Writer: Eilís Mulholland
Directors: Marley Craze and Natasha Jobst
It’s a wintry night in the late 1980s, and young Jane arrives at a rural inn. It’s run by a strange group of women, who appear to belong to different time zones dress-wise, but all have ’80s hair and love Madonna. There’s Wapping-born Edwardian Betty (lively Marley Craze), alternately flirtatious and fiery. And there’s old Meg (writer Eilís Mulholland), who smokes, reads Jilly Cooper, and speaks mostly in cryptic prophecy. Cara Dougherty plays Jane as awkwardly determined and purposeful with a northern accent and an unnerving ability to roll her eyes up into her head. Chloe Stokes is Althea, the languidly elegant owner with supernatural qualities, whose 1920s drapery and sparkle are gradually stripped back to a thin cotton shift with ragged edges.
With corsets of coral and scarlet, tattered lace, and striped-silk bustles, the layered costumes are one of the most striking features of Meadow Report’s intriguing show, The Boline Inn. Hannah Wickham’s flamboyant, innovative designs, made from recycled fabrics, mix peak ’80s Madonna with elements of fashion through the centuries, like Meg’s dark-silk Victorian dress and Betty’s ruched bodice. Jane wears a peekaboo denim pinafore paired with leopard prints, badges and a Walkman.
These pieced-together outfits, with their patched panels, beribboned tops and tartan inserts, fit well with a script that feels slightly cobbled together from fragments of stories and folk songs, arboreal metaphors, and Madonna hits. A smattering of comedy, particularly in Jane’s early reactions, saves the show from taking itself too seriously. The faux-historical speeches (“Jane be her name”) are not very convincingly scripted, but delivered with passion and panache.
Jane is looking for her uncle, last seen at the Boline Inn. The women seem to know something about him, but Jane stays several days without learning much more about his whereabouts. This makes for a frustratingly halting narrative. The talented ensemble frequently breaks into tuneful songs, dances, or sequences of ritualised movement.
Some scenes take place in a forest, represented by a painted curtain drawn across the stage. The interior set is full of details: lanterns on hooks and cups on dressers, pot plants on a ladder and a cosy-looking armchair. “Nice, rustic, bohemian. As I walk, I’m distracted by objects of unique personality,” says Jane into her Dictaphone when she arrives at the inn. Laurel Marks’s lighting design is suitably dramatic, and Joseph Staines’s impressive soundscape includes plenty of unsettling noises: thunder and pouring rain, humming, growling, whispers and overlapping voices.

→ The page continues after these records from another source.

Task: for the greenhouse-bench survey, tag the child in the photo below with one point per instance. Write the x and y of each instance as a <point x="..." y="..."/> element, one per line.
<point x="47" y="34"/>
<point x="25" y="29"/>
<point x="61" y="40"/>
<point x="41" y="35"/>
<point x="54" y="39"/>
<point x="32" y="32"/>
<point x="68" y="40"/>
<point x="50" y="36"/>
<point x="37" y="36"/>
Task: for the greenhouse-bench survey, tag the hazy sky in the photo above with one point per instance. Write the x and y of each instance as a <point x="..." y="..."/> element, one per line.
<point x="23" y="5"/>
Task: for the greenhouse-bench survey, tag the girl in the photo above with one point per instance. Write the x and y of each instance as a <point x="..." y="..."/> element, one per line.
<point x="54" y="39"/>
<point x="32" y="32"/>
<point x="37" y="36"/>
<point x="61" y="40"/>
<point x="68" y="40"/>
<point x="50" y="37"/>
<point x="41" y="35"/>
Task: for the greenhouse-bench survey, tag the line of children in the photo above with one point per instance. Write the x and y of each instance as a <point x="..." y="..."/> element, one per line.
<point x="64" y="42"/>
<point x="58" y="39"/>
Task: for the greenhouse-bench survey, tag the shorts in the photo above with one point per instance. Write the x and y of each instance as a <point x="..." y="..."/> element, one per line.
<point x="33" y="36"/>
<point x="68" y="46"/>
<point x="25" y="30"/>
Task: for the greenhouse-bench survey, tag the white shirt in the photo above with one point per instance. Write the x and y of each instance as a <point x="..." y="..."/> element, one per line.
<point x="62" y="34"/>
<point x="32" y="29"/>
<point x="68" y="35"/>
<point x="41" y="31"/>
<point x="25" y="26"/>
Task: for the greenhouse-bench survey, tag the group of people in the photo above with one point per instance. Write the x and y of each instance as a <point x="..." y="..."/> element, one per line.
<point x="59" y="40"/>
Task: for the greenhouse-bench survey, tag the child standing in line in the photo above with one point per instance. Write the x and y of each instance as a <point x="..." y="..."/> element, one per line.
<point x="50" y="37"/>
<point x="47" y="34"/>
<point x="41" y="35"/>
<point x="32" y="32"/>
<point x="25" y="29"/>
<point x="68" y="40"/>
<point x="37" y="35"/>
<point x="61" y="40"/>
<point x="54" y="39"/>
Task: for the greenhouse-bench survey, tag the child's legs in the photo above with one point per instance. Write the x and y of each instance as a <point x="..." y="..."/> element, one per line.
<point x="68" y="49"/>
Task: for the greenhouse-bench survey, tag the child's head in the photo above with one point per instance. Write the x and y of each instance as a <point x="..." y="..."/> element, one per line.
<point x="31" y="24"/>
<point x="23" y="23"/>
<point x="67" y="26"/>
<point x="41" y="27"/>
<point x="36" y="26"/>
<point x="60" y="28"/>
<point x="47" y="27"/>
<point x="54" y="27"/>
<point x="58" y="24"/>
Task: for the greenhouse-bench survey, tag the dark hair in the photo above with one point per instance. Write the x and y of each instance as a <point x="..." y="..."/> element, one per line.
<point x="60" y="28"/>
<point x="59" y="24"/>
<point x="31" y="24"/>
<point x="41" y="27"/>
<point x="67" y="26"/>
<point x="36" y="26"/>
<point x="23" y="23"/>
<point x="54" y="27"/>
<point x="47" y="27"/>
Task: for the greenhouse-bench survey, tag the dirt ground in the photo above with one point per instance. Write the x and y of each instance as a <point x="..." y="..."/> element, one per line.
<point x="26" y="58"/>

Grace Mia Harvey, who is spirited as boiler-suit-wearing Val, doubles as the company’s movement director. Natasha Jobst, engaging and versatile as a medieval Scottish cook called Caroline, co-directs with Marley Craze. Caroline innocently remarks that Val is “still sour from all the rapes and pillaging”. Underlying themes link the characters: violence against women, the power of sisterhood, and an ancient connection with trees. These women from different eras encounter versions of the same age-old oppression and draw strength from the same timeless sources.
Most members of this all-female theatre group, Meadow Report, recently trained together at the Liverpool Institute for Performing Arts. It would be great to see the same promising cast take on a more coherent script and tighter direction. This is their first show in London and is unlikely to be their last.